Depuis qu’il a dû fermer son magasin de disques, Vernon Subutex vivote dans son petit appartement grâce aux prestations sociales et à l’aide financière d’un ami, Alex Bleach. Mais un jour, cette super star du rock indépendant français meurt. Pour Vernon, c’est l’expulsion. « Face à la débâcle, Vernon garde une ligne de conduite : il fait le mec qui ne remarque rien de particulier. Il a contemplé les choses s’affaisser au ralenti, puis l’effondrement s’est accéléré. Mais Vernon n’a cédé ni sur l’indifférence, ni sur l’élégance. » (p. 2) Commencent alors les plans couchage, les plans cul et les plans foireux : les potes étaient plus partants pour faire la fête, ils le sont beaucoup moins pour héberger une vieille connaissance qui part en sucette. Inexorablement, Vernon se rapproche de la rue. « Et Vernon s’était retrouvé dehors. Il parvenait là où son chemin le portait depuis des semaines. Il regrettait que la dégradation ne soit pas létale. » (p. 207) Alors qu’il est sur le point de s’effacer de l’écran conventionnel de la vie sociale, il est recherché par beaucoup de monde : tous en ont après les enregistrements inédits d’Alex Bleach qu’il a en sa possession. La lumière se fait sur les relations, entre les vraies amitiés et les poursuites intéressées.
Vernon Subutex est un dandy loser : de perte en déchéance, il garde étrangement la tête haute, comme inconscient de ce qui lui tombe sur la gueule. « Vernon n’a jamais eu suffisamment de suite dans les idées pour être vraiment déprimé. Ça l’a toujours sauvé. La gravité de sa situation ne parvient plus à l’intéresser. » (p. 57) Et pourtant, il en essuie des revers et des saloperies. Ses vieux amis meurent les uns après les autres : la drogue, l’alcool et la maladie fauchent ceux qui s’étaient crus invincibles, pétard au bec et gratte à la main. Au-delà du deuil, ce qu’il faut accepter, c’est la vieillesse qui s’installe. « Garder son charme en perdant sa jeunesse est un exercice qu’on voit rarement réussir. » (p. 146) Il a beau parader, Vernon avec sa belle gueule, il sait bien que cinquante ans, ce n’est plus la jeunesse. Et ça fait assez mal d’en prendre la pleine mesure. « Chaque souvenir est piégé. Une couverture qu’il avait gardée bien tirée sur l’angoisse glisse – la peau est mise en contact. » (p. 56)

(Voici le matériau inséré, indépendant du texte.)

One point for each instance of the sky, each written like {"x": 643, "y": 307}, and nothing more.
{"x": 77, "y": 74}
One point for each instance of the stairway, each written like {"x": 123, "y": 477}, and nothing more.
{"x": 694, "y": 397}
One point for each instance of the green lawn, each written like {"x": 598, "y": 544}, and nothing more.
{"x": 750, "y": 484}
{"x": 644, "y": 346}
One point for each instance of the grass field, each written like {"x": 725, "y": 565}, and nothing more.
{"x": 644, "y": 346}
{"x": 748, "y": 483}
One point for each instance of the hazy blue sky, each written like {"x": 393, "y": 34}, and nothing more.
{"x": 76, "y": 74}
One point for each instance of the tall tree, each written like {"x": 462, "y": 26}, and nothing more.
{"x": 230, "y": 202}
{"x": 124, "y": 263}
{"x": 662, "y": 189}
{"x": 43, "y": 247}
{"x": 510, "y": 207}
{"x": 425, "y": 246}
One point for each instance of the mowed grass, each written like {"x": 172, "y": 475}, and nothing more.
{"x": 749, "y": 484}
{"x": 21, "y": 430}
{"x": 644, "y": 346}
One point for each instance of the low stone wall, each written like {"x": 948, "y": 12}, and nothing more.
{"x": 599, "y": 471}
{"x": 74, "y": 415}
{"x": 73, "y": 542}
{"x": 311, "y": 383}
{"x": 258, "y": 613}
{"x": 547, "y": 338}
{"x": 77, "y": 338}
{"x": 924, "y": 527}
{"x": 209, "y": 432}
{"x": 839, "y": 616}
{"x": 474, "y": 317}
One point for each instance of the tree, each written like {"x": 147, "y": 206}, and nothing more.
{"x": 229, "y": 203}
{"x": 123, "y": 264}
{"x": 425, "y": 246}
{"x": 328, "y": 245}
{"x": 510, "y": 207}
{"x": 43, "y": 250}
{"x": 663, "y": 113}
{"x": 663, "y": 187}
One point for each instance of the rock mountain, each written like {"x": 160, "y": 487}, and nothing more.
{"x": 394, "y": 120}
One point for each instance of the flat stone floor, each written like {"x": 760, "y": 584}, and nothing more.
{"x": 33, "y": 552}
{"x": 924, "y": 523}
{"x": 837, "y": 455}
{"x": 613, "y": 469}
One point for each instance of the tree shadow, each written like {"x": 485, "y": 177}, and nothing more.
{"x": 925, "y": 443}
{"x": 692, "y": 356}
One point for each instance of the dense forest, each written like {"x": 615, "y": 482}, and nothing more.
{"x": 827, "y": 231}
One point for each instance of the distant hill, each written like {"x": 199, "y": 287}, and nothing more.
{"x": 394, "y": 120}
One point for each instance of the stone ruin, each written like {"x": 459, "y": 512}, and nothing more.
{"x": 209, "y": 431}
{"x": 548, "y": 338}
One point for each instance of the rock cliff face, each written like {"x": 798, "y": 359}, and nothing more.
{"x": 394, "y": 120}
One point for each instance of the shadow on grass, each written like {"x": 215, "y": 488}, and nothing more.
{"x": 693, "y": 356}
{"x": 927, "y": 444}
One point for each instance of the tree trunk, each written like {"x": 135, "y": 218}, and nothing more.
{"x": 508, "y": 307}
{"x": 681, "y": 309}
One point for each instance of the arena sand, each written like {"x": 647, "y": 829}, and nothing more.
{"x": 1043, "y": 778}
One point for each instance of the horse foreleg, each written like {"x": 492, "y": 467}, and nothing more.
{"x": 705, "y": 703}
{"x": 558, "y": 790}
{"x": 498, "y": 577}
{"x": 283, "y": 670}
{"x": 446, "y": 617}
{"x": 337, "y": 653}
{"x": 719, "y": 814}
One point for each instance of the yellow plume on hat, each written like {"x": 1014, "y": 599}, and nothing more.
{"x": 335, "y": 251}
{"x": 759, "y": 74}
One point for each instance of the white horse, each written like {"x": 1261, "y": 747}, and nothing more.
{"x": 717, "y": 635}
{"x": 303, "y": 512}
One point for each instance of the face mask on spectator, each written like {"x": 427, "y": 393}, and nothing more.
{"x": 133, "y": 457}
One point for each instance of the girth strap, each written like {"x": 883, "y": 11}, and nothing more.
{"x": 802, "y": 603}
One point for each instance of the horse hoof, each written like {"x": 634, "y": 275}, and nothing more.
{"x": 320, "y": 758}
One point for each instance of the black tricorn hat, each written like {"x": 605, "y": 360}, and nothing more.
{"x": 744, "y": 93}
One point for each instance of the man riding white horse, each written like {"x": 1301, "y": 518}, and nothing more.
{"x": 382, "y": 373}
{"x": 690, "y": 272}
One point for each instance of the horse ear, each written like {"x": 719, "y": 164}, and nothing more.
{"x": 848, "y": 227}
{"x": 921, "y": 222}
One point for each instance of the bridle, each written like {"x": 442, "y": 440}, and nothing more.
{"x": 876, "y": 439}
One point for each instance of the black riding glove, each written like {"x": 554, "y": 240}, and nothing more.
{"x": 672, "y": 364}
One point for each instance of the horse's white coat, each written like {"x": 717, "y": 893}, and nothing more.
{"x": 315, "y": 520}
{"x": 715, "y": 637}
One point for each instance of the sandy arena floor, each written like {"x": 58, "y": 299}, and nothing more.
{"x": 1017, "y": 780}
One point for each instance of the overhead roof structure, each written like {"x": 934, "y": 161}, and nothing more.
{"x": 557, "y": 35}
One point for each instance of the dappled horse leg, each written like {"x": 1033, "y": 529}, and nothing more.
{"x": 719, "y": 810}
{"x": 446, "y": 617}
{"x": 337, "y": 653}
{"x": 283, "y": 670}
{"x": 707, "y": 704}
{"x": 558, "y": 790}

Il y a beaucoup de sexe dans ce roman, mais ce n’est pas crade, pas comme dans d’autres romans de cette auteure qui m’avaient laissé un sentiment mitigé. Le cul n’est pas devenu noble, mais ce n’est plus un tabou qu’il faut démonter sans cesse pour le banaliser et lui faire perdre son odeur de soufre. Ici, on baise comme on respire, par habitude et par envie, parce que c’est possible et disponible, tout simplement. Homosexualité, transsexualité, travestissement, pornographie, partouze et autres, qui cela peut-il encore choquer après les années 1990 ? Ce qui surprend davantage, c’est l’explosion de la violence. Ou, moins que son explosion, son étalement. Tous les prétextes sont bons pour frapper, abîmer ou détruire : l’islamisation de la société, la paupérisation croissante des classes populaires, la maîtrise de son image… « Si je renonce à la violence, à quel moment je me sens maître ? Franchement, qui respecte le prolo docile ? » (p. 179)
Si Vernon Subutex intrigue et fascine, la pléthore de personnages secondaires est tout aussi étonnante. Émile, Xavier, Elsa, Marie-Ange, Laurent, Amélie, la Hyène, Sylvie, Lydia Bazooka, Gaëlle, Pamela Kant, Daniel, Selim, Aïcha, Cécile, Pascal et les autres sont tous plus ou moins déglingués, désabusés et désespérés. Chacun incarne une facette de la société, société qui ne va pas vraiment bien. Et c’est tout le talent de Virginie Despentes de le montrer sans tomber dans le misérabilisme et le pathétique.